The Civil service, defence, intelligence agencies - Always on the lookout for top graduates and run various fast-track schemes that offer structured training and development. These jobs might not pay as much as banking and law, but a lot depends on whether the Government looks to slim-line public sector spending or not. Certain schemes have upped their graduate intake for 2009, including the Financial Services Authority (see FSA: Lessons from the Crunch) in our latest issue.
3. Move abroad
The most attractive option, perhaps. Harsh economic times have always prompted mass emigration amongst manual workers and educated types alike.

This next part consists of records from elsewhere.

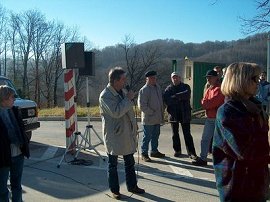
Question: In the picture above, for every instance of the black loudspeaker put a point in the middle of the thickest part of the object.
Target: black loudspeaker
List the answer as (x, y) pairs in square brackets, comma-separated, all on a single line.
[(72, 55), (89, 69)]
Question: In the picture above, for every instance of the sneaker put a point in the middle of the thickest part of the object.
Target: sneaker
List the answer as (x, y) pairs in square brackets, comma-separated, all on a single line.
[(177, 154), (146, 158), (137, 190), (157, 155), (199, 162), (116, 195), (193, 156)]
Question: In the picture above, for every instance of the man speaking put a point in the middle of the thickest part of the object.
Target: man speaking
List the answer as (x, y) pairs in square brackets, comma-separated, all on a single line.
[(119, 129)]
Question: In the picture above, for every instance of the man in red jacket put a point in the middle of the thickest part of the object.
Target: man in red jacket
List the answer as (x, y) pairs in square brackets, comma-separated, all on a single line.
[(212, 100)]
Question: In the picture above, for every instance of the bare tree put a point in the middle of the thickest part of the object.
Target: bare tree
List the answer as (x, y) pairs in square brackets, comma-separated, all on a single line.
[(41, 40), (3, 40), (261, 21), (139, 59), (26, 24)]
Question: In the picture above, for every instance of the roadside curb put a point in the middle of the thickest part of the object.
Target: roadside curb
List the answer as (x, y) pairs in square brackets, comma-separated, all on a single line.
[(60, 118)]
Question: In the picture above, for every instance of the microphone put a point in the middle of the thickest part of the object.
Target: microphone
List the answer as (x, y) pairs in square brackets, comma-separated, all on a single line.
[(128, 87)]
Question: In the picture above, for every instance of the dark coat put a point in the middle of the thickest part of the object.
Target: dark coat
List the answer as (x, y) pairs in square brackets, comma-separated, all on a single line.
[(5, 154), (177, 99), (241, 152)]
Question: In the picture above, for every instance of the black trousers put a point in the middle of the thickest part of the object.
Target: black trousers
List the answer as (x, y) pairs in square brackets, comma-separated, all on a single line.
[(187, 137)]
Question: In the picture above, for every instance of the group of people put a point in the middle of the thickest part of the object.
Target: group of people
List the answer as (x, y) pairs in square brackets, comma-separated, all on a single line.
[(237, 122)]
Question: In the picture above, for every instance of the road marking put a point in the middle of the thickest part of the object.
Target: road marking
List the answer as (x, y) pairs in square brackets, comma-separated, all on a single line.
[(49, 153), (181, 171)]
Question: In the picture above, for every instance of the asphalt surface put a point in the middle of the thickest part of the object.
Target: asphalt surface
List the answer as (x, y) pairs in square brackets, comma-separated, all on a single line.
[(46, 178)]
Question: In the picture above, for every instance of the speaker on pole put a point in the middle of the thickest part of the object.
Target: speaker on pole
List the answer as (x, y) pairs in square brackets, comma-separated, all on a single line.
[(89, 69), (72, 55)]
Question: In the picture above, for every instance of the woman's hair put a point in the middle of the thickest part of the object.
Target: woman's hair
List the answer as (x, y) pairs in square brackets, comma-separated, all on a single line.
[(115, 74), (5, 92), (238, 78)]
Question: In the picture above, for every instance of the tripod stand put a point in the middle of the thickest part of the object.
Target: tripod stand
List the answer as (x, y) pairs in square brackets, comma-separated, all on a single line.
[(85, 142)]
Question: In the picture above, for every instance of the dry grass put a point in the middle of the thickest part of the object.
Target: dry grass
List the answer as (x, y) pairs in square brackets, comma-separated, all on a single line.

Whilst we are hopefully not encountering the next potato famine, fewer graduate positions will lead to many graduates looking for opportunities abroad or going on extended gap years. The question, though, is where to go? Most of Europe has been faring worse than the UK in its graduate job prospects for years. Southern Italy has a 40% unemployment rate amongst its under 25s. With the US looking shaky and having strict immigration laws, other options are the traditional bolt-holes of Australia, Canada and New Zealand, which are generally much more welcoming of foreign workers and have reciprocal agreements in place with the UK if you want to work there for a year or longer. Another option is going somewhere where they don't speak English - Brazil, China and many parts of Asia and South America are booming and crying out for English teachers though don't expect to earn much beyond covering you living costs. For those with an eye on Brazil, there are numerous private language schools where it is relatively easy to find work such as Cultura Inglesa. There are also several schemes such as the Daiwa scholarship which offer structured programmes. Alternatively, there are a plethora of gap year and voluntary schemes out there which are decent CV boosters, especially if you can pick up a language.
4. Further Study
An expensive option and, depending on your course and future career plans, variable in how far it will help you in the long run. Masters and PHDs in scientific disciplines are often well regarded by employers if you are looking to work in the private sector one day and are generally easy to receive funding for. Other postgraduate qualifications in arts and social sciences however, aren't as well funded and do not hold as much sway with employers. Though the post-graduate world can be a safe haven from the economic woes of the real world, this might not be reason enough to take yourself out of the job market for a year or more, especially given the cost that may be involved. Work experience is generally better looked upon than further study unless you are going into a specialist career in the health-care or energy industry, for example. Check out this article on the subject in issue 8.
5. Start your own business
The most ballsy option, undoubtedly. You need to start with a good idea and have the money to back it up which can be obtained through a several though not necessarily viable options including bank loans, funding from private investors, venture capital firms and friends and family (for a comprehensive guide see David Langer's article in issue 6). Tough, but by no means impossible. The biggest hindrance is paradoxically that pressure that comes from having a well-respected degree to go into a standard profession. Most entrepreneurs are self starters who have bypassed the higher education route - 40% of millionaires don't have any A' levels. When times are tough, there is added incentive to choose a 'safe' career, but equally, if professions such as banking are no longer as reliable as they were, there is nothing to stop you going your own way. The experience you will get out of it should also be far beyond anything you will get from a standard grad scheme and shouldn't do any harm to your CV.